Machine Learning Notes

Bias–Variance Tradeoff

Why simple models underfit, complex models overfit, and how to find the “sweet spot” for generalization.

What is the Bias–Variance Tradeoff?

The bias–variance tradeoff explains why a model’s test performance worsens when it is too simple (high bias) or too complex (high variance). Our goal is a model that balances both, minimizing total generalization error.

Bias (Model)

Systematic error from simplifying assumptions; the model ignores real patterns. Leads to underfitting.

Variance (Model)

Instability: predictions change significantly across training samples; the model chases noise. Leads to overfitting.

Intuitive View

High Bias → Underfitting

Overly simplistic assumptions (e.g., a straight line for a curved trend).
Poor training and test performance.

High Variance → Overfitting

Overly sensitive to data noise (fits fluctuations rather than the pattern).
Great training performance, poor test performance.

Bias vs “Bias in Data” (Why the term is confusing)

The word bias is overloaded. In ethics/statistics, it refers to unfairness or representation issues in the dataset (e.g., imbalanced data). In the tradeoff, bias means the model’s systematic error: how far the average prediction is from the true function.

Bias in Data (Fairness)

Imbalances or prejudices in the dataset that can produce unfair outcomes. Addressed with data collection, rebalancing, fairness constraints, etc.

Bias in Model (Tradeoff)

Due to simplifying assumptions; the model can’t express the true relationship well. Addressed by adding capacity/features, reducing regularization, etc.

Key distinction: “Data bias” is about fairness. “Model bias” is about systematic error due to simplicity.

What “Variance” Means in the Tradeoff

Variance here measures how much a model’s predictions change when trained on different samples from the same population. High-variance models are unstable: small data changes ⇒ very different predictions.

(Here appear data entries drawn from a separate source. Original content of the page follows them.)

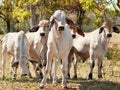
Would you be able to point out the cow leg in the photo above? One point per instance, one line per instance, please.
(55, 71)
(47, 69)
(99, 68)
(92, 64)
(35, 69)
(3, 62)
(75, 66)
(69, 64)
(64, 71)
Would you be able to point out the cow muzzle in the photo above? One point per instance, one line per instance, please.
(42, 34)
(73, 36)
(109, 35)
(61, 28)
(23, 75)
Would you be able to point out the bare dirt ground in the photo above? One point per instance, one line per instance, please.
(110, 80)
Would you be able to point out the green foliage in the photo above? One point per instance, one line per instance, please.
(20, 14)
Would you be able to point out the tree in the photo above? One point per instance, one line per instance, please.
(12, 10)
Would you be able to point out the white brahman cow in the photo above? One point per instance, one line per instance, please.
(16, 45)
(59, 44)
(37, 38)
(93, 45)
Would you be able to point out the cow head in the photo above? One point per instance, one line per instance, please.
(76, 30)
(43, 27)
(108, 28)
(23, 62)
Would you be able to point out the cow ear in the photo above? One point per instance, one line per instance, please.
(32, 61)
(101, 30)
(115, 29)
(80, 32)
(69, 21)
(34, 28)
(15, 64)
(52, 21)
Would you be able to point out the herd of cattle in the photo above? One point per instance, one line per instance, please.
(53, 41)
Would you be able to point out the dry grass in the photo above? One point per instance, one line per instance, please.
(110, 80)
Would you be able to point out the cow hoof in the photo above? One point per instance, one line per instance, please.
(3, 78)
(41, 75)
(68, 76)
(75, 77)
(99, 76)
(30, 76)
(41, 86)
(90, 76)
(65, 87)
(23, 75)
(14, 78)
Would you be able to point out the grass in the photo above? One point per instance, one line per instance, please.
(110, 80)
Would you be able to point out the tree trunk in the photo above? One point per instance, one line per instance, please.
(8, 25)
(118, 3)
(33, 20)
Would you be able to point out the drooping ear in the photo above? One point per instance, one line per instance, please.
(32, 61)
(52, 21)
(15, 64)
(34, 28)
(80, 32)
(101, 30)
(115, 29)
(69, 21)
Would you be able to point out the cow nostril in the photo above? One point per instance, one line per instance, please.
(73, 36)
(42, 34)
(61, 28)
(109, 35)
(23, 75)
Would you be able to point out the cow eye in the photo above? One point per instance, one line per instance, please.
(47, 25)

Decision trees/deep nets on small data → often high variance.
Linear models/ridge regression → typically lower variance.

Dartboard Analogy

Bias = distance from center (systematic error). Variance = spread of the darts (instability).

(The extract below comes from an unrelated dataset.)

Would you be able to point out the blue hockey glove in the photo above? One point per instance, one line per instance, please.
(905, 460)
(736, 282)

Low Bias, Low Variance: tight cluster at the bullseye.

High Bias, Low Variance: tight cluster far from center (consistently wrong).

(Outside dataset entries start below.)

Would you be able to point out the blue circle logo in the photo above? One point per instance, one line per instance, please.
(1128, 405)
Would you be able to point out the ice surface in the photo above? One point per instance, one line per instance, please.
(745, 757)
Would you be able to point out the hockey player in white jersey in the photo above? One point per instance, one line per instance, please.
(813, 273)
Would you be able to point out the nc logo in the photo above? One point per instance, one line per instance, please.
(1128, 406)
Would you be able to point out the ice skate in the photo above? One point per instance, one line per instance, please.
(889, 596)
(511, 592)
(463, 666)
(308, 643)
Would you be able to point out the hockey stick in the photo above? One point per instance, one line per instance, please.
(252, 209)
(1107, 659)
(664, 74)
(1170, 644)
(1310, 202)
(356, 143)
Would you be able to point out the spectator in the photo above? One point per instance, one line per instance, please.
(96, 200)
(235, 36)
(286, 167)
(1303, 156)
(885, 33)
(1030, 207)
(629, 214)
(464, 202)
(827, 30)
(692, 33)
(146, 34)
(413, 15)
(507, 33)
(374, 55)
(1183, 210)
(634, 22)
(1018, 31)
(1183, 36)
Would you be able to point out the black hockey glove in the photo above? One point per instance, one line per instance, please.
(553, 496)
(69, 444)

Low Bias, High Variance: scattered around the center (inconsistent).

High Bias, High Variance: scattered and far (worst of both).

Mathematical Decomposition

The expected squared error at input x decomposes as:

E[(Y - ŷ(x))²] = ( E[ŷ(x)] - f(x) )²   +   E[( ŷ(x) - E[ŷ(x)] )²]   +   σ²
                   ↑ Bias² (systematic)        ↑ Variance (instability)     ↑ Irreducible noise

Bias²: how far the average model is from truth.
Variance: how much the model wiggles around its own average across different samples.
Irreducible noise (σ²): randomness in data we can’t remove.

Error vs. Model Complexity

As complexity increases, bias decreases and variance increases; total error is U-shaped.

How to Control the Tradeoff (Practical Tips)

Reduce Variance (tame overfitting)

Regularization (L2/Ridge, L1/Lasso, weight decay, dropout).
More training data / data augmentation.
Ensembles: bagging, random forests, snapshot ensembles.
Early stopping; simpler architectures.

Reduce Bias (fix underfitting)

Add features, increase model capacity (deeper/wider nets, higher-degree polynomials).
Reduce regularization strength.
Use more expressive models (kernels, residual connections).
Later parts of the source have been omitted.